Fort Stedman
Maj. Gen. John G. Parke, USA
Maj. Gen. John B. Gordon, CSA
Both sides deployed Corps for the battle.
The Union lost around 2,000 men, the Confederacy over 4,000.
In a last-gasp offensive, Gen. Robert E. Lee amassed nearly half of his army in an attempt to break through Grant's Petersburg defenses and threaten his supply depot at City Point. He knew that if he sat still, Grant would eventually crush the Army of Northern Virginia, and unexpected attacks had worked well against Union armies in the past.
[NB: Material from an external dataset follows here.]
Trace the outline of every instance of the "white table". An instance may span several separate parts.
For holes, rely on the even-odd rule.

Directed by Maj. Gen. John B. Gordon, the pre-dawn assault on March 25 overpowered the garrisons of Fort Stedman and Batteries X, XI, and XII. False 'deserters' had gone over during the night and at a signal they overpowered their guards. Carefully trained engineer parties cut through obstacles with axes, and storming parties overran Stedman and turned the guns around to widen the gap. But then things went wrong. The plan was to occupy a second line of forts, but in the dark nobody could find them ' because they didn't exist. They were remnants on the map of old outer defenses of Petersburg, and Gordon (relatively new to the area) had misinterpreted them. Also, three reinforcing columns got lost. Fort Haskell now was the bottleneck, and preliminary fire softened up Woerner's Battery, the main garrison. But they were still feisty, and canister fire shattered an infantry attack.
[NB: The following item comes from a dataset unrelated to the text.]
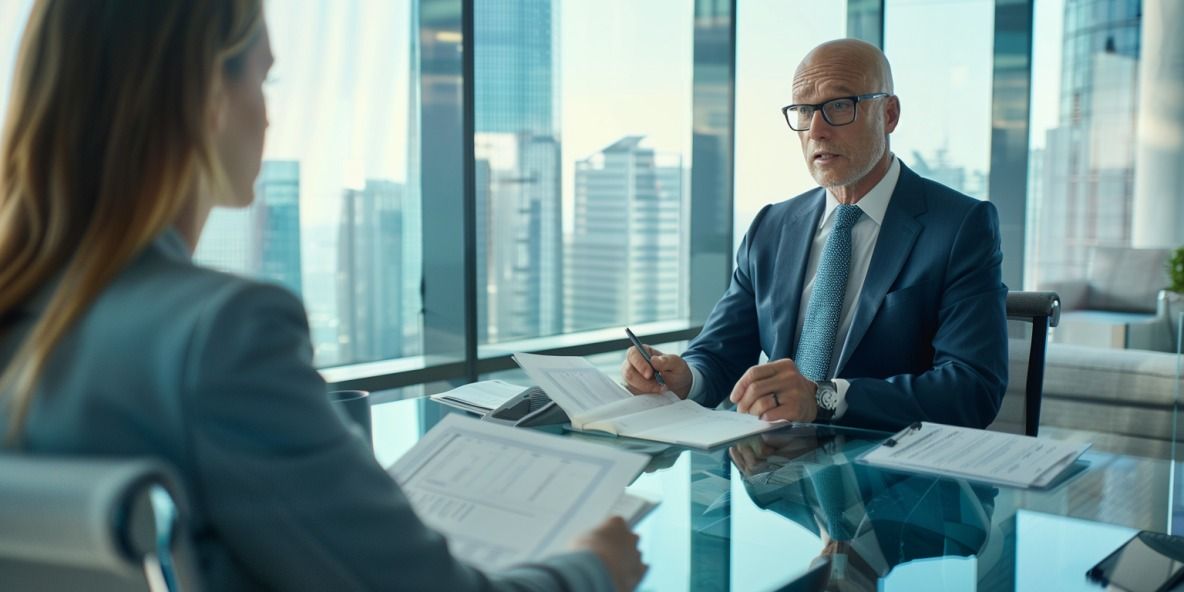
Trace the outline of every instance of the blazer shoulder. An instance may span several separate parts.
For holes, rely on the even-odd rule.
[[[304,315],[300,299],[278,284],[248,279],[148,251],[107,291],[114,308],[182,330],[225,313]],[[115,316],[120,316],[118,313]],[[151,326],[152,322],[145,323]]]
[[[904,171],[901,173],[903,176]],[[970,197],[961,191],[917,175],[912,171],[909,173],[914,178],[914,182],[922,188],[928,209],[932,211],[961,218],[976,208],[995,209],[995,205],[989,201]]]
Union troops were responding; a charge by the 59th Massachusetts Veterans retook Battery XI. The 200th Pennsylvania attacked about 7am didn't gain ground, but did stop the Rebels surrounding Haskell. Then at 7:30 the 211th Pennsylvania, well supported, charged through and retook Fort Stedman. Many Confederates were cut off, and more than 1,900 captured. Lee, watching from Colquitt's Salient, at 8am ordered buglers to sound 'recall' and the cavalry (that were supposed to burst through to City Point) dispersed. But many men were pinned down in the Union crossfire and either hit or too scared to try and retreat.
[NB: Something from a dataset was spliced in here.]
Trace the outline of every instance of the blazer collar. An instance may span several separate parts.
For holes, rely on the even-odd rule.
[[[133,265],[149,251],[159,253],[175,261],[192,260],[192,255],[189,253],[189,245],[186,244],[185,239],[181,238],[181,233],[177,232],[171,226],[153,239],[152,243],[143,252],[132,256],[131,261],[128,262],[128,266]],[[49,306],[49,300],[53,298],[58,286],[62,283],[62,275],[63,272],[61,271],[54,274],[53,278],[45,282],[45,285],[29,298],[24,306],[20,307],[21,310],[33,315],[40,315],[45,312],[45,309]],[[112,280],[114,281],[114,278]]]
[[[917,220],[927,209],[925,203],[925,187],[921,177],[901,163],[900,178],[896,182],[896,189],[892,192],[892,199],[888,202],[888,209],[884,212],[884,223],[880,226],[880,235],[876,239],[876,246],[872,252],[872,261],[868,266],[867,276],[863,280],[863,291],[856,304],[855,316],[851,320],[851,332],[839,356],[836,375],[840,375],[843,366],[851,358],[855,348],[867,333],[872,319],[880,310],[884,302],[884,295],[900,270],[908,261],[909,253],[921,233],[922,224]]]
During the day, elements of II and VI Corps assaulted and captured the entrenched Confederate picket lines in their respective fronts, which had been weakened for the assault on Fort Stedman. This was a devastating blow for Lee's army: not only had the sortie failed, but their defensive front was weakened as well. Lee lost about a fifth of the men available, and the whole thing didn't even draw in the reserve Union corps that Lincoln inspected later in the afternoon, about the same time there was a truce to retrieve the wounded.